“Urusan spiritual, adalah urusan pribadi masing-masing dengan
Tuhan. Mengingatkan sekali dua kali gak apa-apa. Tapi jika sampai
berkali-kali, aku rasa tidak perlu. Karena tanggung jawab keagamaan
adalah tanggung jawab masing-masing. Bukan tanggung jawab bersama…”
Demikian lah kalimat pendapat temanku ketika aku bertanya mengenai
masalah agama. Dia bukan seorang ustadz, tapi bukan pula seorang yang
memiliki keimanan yang dangkal. Aku salut dengan ibadahnya, salut dengan
ketekunannya menyikapi agama dengan tulus, salut dengan pribadinya yang
ketika menilai sesuatu, tidak merasa paling benar.
Bukanya tanpa sebab jika secara tiba-tiba aku bertanya mengenai
agama. Karena menurutku, hal itu adalah hal paling sensitive dari
kebanyakan topic yang bisa diobrolin. Namun jujur, akhir-akhir ini aku
merasa tertekan oleh sikap teman-teman ku yang lain. Mungkin bukan salah
mereka ketika mengingatkan ku untuk melaksanakan sholat lima waktu
karena biar bagaimanapun pendapatku sama seperti pendapat mereka, jika
sesama muslim wajib saling mengingatkan untuk melaksanakan kewajiban
manusia sebagai makhluk tuhan. Satu kali atau dua kali mereka
mengingatkan ku, aku terima sebagai nasehat bijak yang baik, tapi ketika
berkali-kali apakah salah jika aku mulai membela diri ketika mulai
tertekan.
Disuatu senja yang akan mulai menutup hari, kumandang adzan maghrib
telah menyandungkan nada ajakan untuk berinteraksi dengan Tuhan. Dan
seorang teman kembali mengingatkan ku untuk entah keberapa kalinya. Dan
ketika itu mood ku sedang tidak baik.
“Sebagai teman, gue cuma cuma ngingetin. Mumpung masih ada waktu.” kata nya.

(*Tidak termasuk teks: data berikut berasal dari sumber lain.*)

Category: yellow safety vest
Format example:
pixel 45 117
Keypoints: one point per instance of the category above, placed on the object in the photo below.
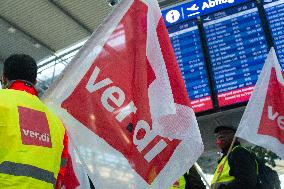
pixel 179 184
pixel 31 142
pixel 225 177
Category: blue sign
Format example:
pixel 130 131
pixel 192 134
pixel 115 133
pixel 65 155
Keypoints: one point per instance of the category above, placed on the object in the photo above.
pixel 196 8
pixel 274 10
pixel 237 47
pixel 186 42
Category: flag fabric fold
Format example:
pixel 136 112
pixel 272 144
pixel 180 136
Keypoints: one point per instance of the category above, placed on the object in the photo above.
pixel 125 105
pixel 263 119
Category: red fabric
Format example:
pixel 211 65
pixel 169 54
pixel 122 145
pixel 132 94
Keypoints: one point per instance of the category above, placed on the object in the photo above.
pixel 66 175
pixel 24 86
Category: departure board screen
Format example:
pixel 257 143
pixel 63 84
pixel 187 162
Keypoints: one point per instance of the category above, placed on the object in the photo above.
pixel 237 49
pixel 274 10
pixel 185 39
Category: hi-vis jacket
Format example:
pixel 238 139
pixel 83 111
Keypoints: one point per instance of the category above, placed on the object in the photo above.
pixel 31 142
pixel 239 171
pixel 225 177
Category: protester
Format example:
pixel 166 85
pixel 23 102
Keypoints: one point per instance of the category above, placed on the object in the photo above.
pixel 190 180
pixel 31 135
pixel 240 170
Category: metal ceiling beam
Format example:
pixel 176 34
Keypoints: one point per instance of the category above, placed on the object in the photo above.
pixel 73 18
pixel 28 35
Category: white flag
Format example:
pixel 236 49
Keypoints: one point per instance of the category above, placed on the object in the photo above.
pixel 125 104
pixel 263 119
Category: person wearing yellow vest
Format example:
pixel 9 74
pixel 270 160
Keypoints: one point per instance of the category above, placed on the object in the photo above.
pixel 31 135
pixel 190 180
pixel 240 170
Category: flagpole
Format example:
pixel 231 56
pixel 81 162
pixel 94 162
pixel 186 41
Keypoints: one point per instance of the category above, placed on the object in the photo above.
pixel 226 159
pixel 200 172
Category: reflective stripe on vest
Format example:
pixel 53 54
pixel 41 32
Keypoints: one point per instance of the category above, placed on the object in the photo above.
pixel 180 184
pixel 225 177
pixel 31 142
pixel 63 162
pixel 17 169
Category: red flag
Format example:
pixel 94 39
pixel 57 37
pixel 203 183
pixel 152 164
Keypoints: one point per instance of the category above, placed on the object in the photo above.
pixel 263 120
pixel 126 107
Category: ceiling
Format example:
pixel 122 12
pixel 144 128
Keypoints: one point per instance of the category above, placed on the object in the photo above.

“Terima kasih banyak. Terima kasih karena sudah mau peduli. Tapi
walaupun lo ingetin gue berkali-kali, keputusan gue tetep jadi hak gue
kan?” kata ku.
“Lo kok jadi sewot gitu. Maksud gue ngingetin elo kan baik. Mumpung
kita masih ada umur. Gimana kalo besok kita mati?” kata temanku.
“Ya matilah! Gitu aja ribet.” Jawabku enteng.
“Astagfirullah… Lo ga takut neraka? Ga mau surga?”
Sudah ku duga dia bakal nyinggung dua hal itu.
“Rey, gue mo nanya sama lo? Selama ini, lo jungkir balik ibadah karena
apa? Karena keinginan akan surga kah? Karena ketakutan akan neraka
kah?”
“Tentu! Ga ada orang yang mau neraka dan menolak surga kan?”
“Lalu dimana ketulusan lo kepada Tuhan?”
“Maksudnya?”
“Mohon maaf Rey, Gue harus jujur, sebenernya gue ga terlalu suka lo
terus-terusan ingetin gue tentang sholat. Menyindir gue diantara yang
lain, seolah-olah gue lah orang paling bersalah diantara kalian. Gue
merasa terhakimi. Ketika lo singgung tentang kadar keimanan gue. Tentang
ketulusan gue terhadap Tuhan. Dan apakah baik jika gue sholat hanya karna
mendengarkan ajakan kalian, padahal disisi lain hati tidak tulus.”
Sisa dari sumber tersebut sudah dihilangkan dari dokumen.